It’s easy to underestimate David Cameron and write him off as wishy-washy. But he’s actually one of the most determined men in politics, who will ruthlessly ditch policies that he deems electorally damaging. His reshuffle last month gave a clear indication that he is listening to critics. Some want to write him off, but he could well regain the political initiative this week. However, he does need to forget about Guardian-reading liberals, who are never going to vote Tory, no matter how many wind farms he inflicts on the countryside. Instead, he should curry favour with the Tory rank and file and with the middle classes, who are overburdened with taxes and feel that politicians do little to improve their lives. And if he wants to stop the annoyance of UKIP, which is poaching Tory members, he needs to offer something concrete on the EU.
Alex Singleton is a political consultant, and managing director of the Singleton Group.
The Conservatives could regain the initiative – but it’s not likely.
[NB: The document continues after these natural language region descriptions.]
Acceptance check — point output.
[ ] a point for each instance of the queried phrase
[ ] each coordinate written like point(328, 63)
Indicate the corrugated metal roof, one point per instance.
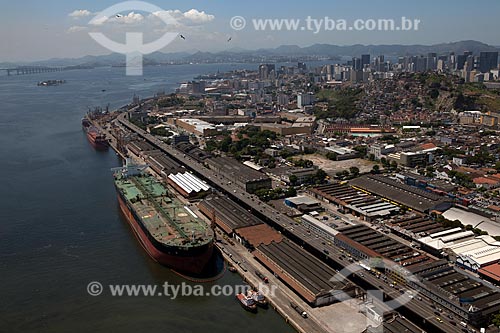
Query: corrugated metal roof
point(188, 182)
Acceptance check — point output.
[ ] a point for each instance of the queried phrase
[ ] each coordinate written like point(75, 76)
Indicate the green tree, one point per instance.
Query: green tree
point(354, 171)
point(495, 320)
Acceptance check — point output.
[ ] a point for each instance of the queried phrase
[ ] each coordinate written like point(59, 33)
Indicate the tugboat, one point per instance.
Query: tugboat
point(258, 298)
point(247, 302)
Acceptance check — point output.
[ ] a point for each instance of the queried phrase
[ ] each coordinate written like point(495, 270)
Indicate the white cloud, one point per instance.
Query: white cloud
point(191, 17)
point(76, 28)
point(198, 17)
point(80, 13)
point(99, 20)
point(130, 18)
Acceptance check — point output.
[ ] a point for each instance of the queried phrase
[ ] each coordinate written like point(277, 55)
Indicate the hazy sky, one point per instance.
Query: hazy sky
point(36, 30)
If the economy picks up, the party would claim the credit. But it won’t happen this week. George Osborne has so far proven unable to control the deficit or carry out meaningful reform. And if he keeps pushing his deficit targets further back, the Tories will soon have the unenviable reputation of being the party of austerity that barely touched public expenditure. Secondly, if David Cameron can find a vision for Britain’s future, he could undercut Ed Miliband’s attempt to do the same last week. But what ideas does Cameron have? There’s little sign he’s about to pose an optimistic alternative to Miliband’s clunky pastiche of state-guided patriotism. The Tories could also start putting forward its more popular leaders. Yet Boris is left crowing at the sidelines, while tainted Osborne is given a central role planning electoral strategy. This week will change nothing.
Tom Welsh is financial features writer at City A.M.